La crónica cuenta que Clotilde, ciega por el orgullo dinástico merovingio, respondió: "Si no han de ser reyes, prefiero verlos muertos que esquilados". Clotario, sin dudarlo, tomó la espada y asesinó a sangre fría a los dos hermanos mayores de Clodoaldo, de diez y siete años.

En medio de esta masacre familiar, el pequeño Clodoaldo, de apenas unos ocho años, fue salvado in extremis. Algunos guardias leales lograron sacarlo a escondidas y lo ocultaron en la Provenza.

Es aquí donde el relato político se transforma en hagiografía sagrada. Al crecer, Clodoaldo entendió perfectamente la matemática de su época: mientras tuviera sangre real y cabello largo, sería un objetivo militar para sus tíos. Podría haber organizado un ejército, desatado una guerra civil y bañado a Francia en sangre para vengar a sus hermanos. 

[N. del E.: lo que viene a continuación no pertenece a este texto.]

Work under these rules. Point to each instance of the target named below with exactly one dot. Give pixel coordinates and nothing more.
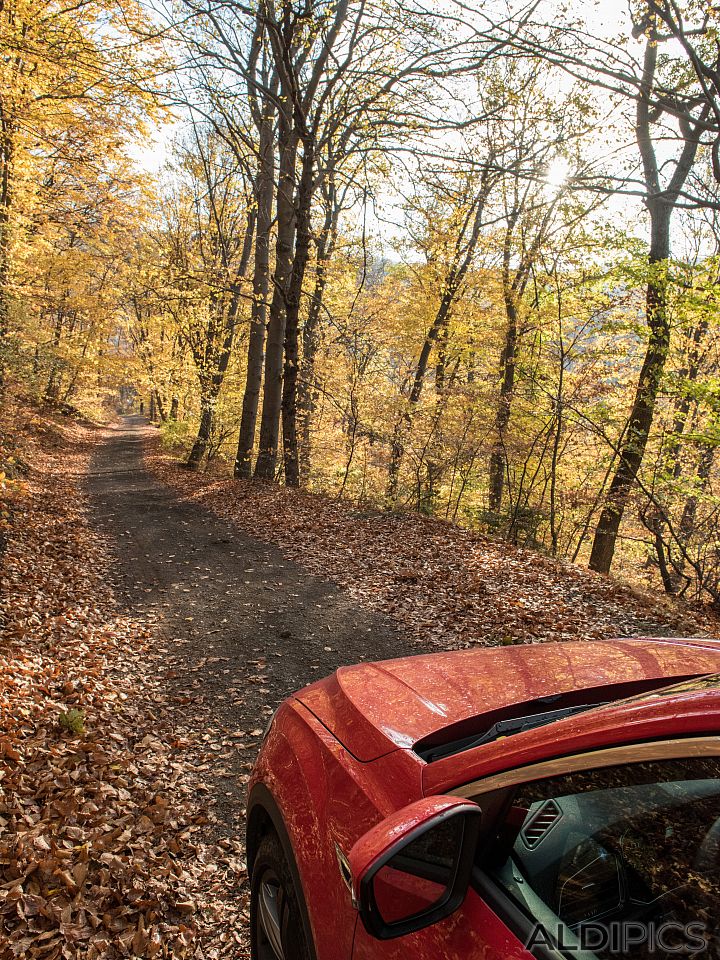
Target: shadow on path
(243, 626)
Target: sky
(605, 18)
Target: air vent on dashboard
(542, 821)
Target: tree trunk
(302, 253)
(6, 157)
(402, 428)
(641, 415)
(272, 388)
(207, 410)
(307, 390)
(261, 279)
(498, 459)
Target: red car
(552, 800)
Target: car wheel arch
(263, 816)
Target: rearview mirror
(413, 869)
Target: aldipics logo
(621, 938)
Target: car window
(620, 862)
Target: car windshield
(622, 861)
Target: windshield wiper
(506, 728)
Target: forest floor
(175, 611)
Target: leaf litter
(105, 846)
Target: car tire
(277, 931)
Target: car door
(473, 931)
(609, 854)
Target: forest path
(243, 626)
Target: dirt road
(243, 626)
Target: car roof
(680, 711)
(378, 707)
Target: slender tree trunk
(307, 390)
(261, 279)
(199, 448)
(404, 424)
(272, 388)
(687, 521)
(641, 415)
(6, 157)
(660, 202)
(302, 254)
(498, 459)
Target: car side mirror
(413, 869)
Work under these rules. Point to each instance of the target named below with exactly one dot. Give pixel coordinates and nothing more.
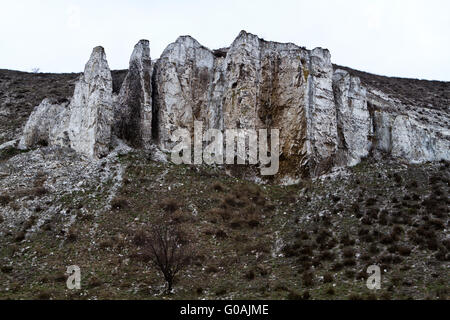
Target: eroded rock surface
(326, 118)
(91, 110)
(43, 126)
(133, 111)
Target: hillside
(86, 177)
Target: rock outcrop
(133, 110)
(84, 124)
(354, 123)
(254, 84)
(326, 117)
(91, 108)
(44, 125)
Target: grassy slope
(269, 242)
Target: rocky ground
(313, 240)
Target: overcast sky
(407, 38)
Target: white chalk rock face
(354, 123)
(91, 110)
(133, 111)
(183, 77)
(412, 134)
(45, 125)
(254, 84)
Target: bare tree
(169, 250)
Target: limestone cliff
(327, 116)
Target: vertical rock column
(91, 110)
(354, 124)
(133, 112)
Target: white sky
(407, 38)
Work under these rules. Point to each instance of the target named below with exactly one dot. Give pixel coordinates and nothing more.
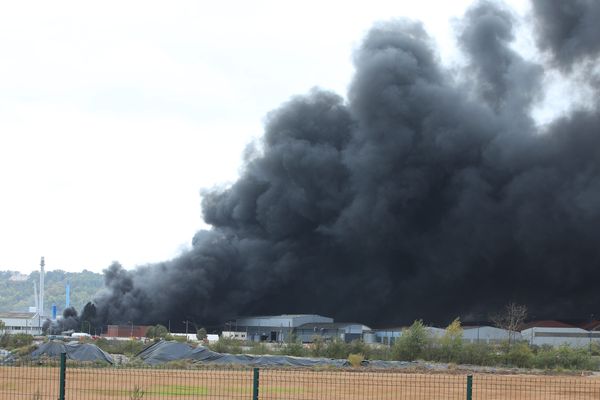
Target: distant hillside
(16, 290)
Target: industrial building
(331, 330)
(274, 328)
(22, 322)
(303, 327)
(126, 331)
(555, 333)
(390, 335)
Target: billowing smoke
(426, 194)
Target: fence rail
(50, 379)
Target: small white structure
(190, 337)
(489, 334)
(234, 335)
(22, 322)
(212, 338)
(557, 336)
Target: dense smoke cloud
(568, 29)
(421, 196)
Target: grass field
(115, 383)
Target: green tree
(451, 344)
(413, 343)
(158, 332)
(201, 334)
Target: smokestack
(68, 295)
(41, 309)
(36, 298)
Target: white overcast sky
(114, 114)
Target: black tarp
(75, 351)
(6, 357)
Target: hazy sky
(114, 115)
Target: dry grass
(114, 383)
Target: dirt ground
(116, 383)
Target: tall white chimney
(41, 309)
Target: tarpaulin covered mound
(75, 351)
(6, 357)
(163, 351)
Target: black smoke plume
(426, 194)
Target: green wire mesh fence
(40, 380)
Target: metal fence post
(255, 382)
(469, 387)
(63, 368)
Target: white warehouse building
(489, 334)
(556, 336)
(22, 322)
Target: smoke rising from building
(421, 196)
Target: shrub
(336, 349)
(451, 344)
(356, 360)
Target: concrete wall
(574, 337)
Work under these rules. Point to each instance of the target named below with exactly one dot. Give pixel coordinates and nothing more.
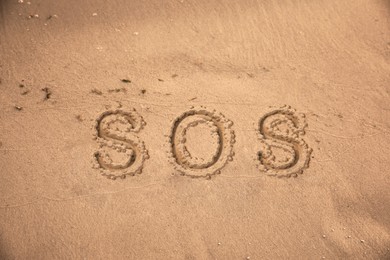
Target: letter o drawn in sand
(201, 142)
(120, 152)
(283, 152)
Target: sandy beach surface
(194, 129)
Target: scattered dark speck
(96, 91)
(47, 93)
(79, 118)
(126, 80)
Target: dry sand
(73, 71)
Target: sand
(194, 129)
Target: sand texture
(194, 129)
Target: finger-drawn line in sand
(283, 152)
(221, 145)
(120, 152)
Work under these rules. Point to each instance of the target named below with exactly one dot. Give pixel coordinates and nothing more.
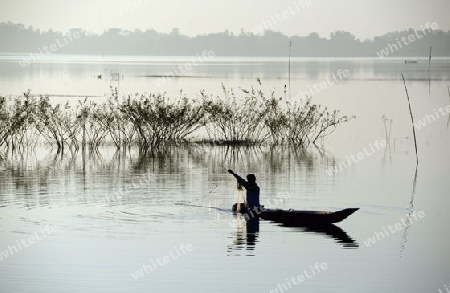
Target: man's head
(251, 178)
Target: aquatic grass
(155, 121)
(159, 121)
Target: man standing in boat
(252, 190)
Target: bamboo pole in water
(412, 120)
(429, 73)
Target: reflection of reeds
(412, 120)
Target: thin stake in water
(412, 120)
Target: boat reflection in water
(330, 230)
(246, 235)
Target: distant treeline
(16, 38)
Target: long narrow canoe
(300, 218)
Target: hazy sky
(364, 18)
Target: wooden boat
(298, 218)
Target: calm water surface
(123, 222)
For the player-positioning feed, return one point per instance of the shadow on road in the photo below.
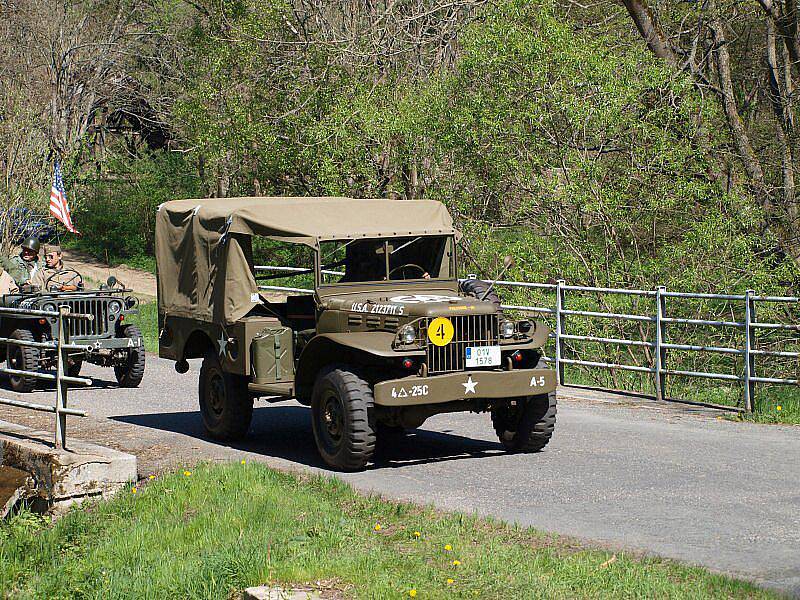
(285, 432)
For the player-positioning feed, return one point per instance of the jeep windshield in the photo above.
(416, 258)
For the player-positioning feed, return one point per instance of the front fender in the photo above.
(362, 348)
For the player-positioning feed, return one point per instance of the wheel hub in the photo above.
(332, 417)
(216, 396)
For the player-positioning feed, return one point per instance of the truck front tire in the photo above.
(22, 358)
(342, 419)
(225, 402)
(131, 373)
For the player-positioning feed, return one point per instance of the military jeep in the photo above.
(386, 338)
(111, 341)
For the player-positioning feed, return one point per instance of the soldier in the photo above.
(26, 267)
(54, 259)
(60, 281)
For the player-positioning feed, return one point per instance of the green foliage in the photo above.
(117, 215)
(182, 536)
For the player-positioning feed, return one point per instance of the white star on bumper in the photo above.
(469, 386)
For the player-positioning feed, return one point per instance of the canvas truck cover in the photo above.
(204, 254)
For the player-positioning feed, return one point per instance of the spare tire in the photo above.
(477, 288)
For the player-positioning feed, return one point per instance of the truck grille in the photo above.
(469, 330)
(81, 328)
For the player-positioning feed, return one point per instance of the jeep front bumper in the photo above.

Pero Clodoaldo tomó una decisión radical: él mismo se cortó el cabello.

Con sus propias manos, renunció al trono de Orleans. Al mutilar su símbolo de realeza terrenal, neutralizó la amenaza que representaba para sus tíos. Cambió la corona manchada de sangre por el hábito monástico y se entregó a la vida religiosa como discípulo de San Severino.

Clodoaldo se retiró como ermitaño cerca de París, a un pequeño pueblo llamado Novigentum (hoy conocido mundialmente como Saint-Cloud en su honor). A diferencia de sus tíos, que pasaron el resto de sus vidas matándose entre sí y sumiendo al reino franco en el caos, Clodoaldo fue ordenado sacerdote. 

Usó la poca riqueza que le permitieron conservar para construir una iglesia y un monasterio, dedicando su vida a los pobres y a los enfermos. Murió muy joven, alrededor de los 38 años, en el 560, siendo venerado casi inmediatamente por el pueblo franco.

La vida de San Clodoaldo es una de las reflexiones más crudas sobre el poder terrenal frente a la libertad espiritual en la Alta Edad Media. Sus tíos conservaron el reino franco mediante el asesinato, pero la historia los recuerda como carniceros paranoicos. Clodoaldo renunció al trono con unas tijeras, y a cambio, el pueblo le entregó la devoción eterna y bautizó una ciudad con su nombre. 

Al cortarse el cabello, Clodoaldo no solo salvó su cabeza de la espada de sus tíos; salvó su propia alma del ciclo de venganza y muerte que devoró a toda su dinastía.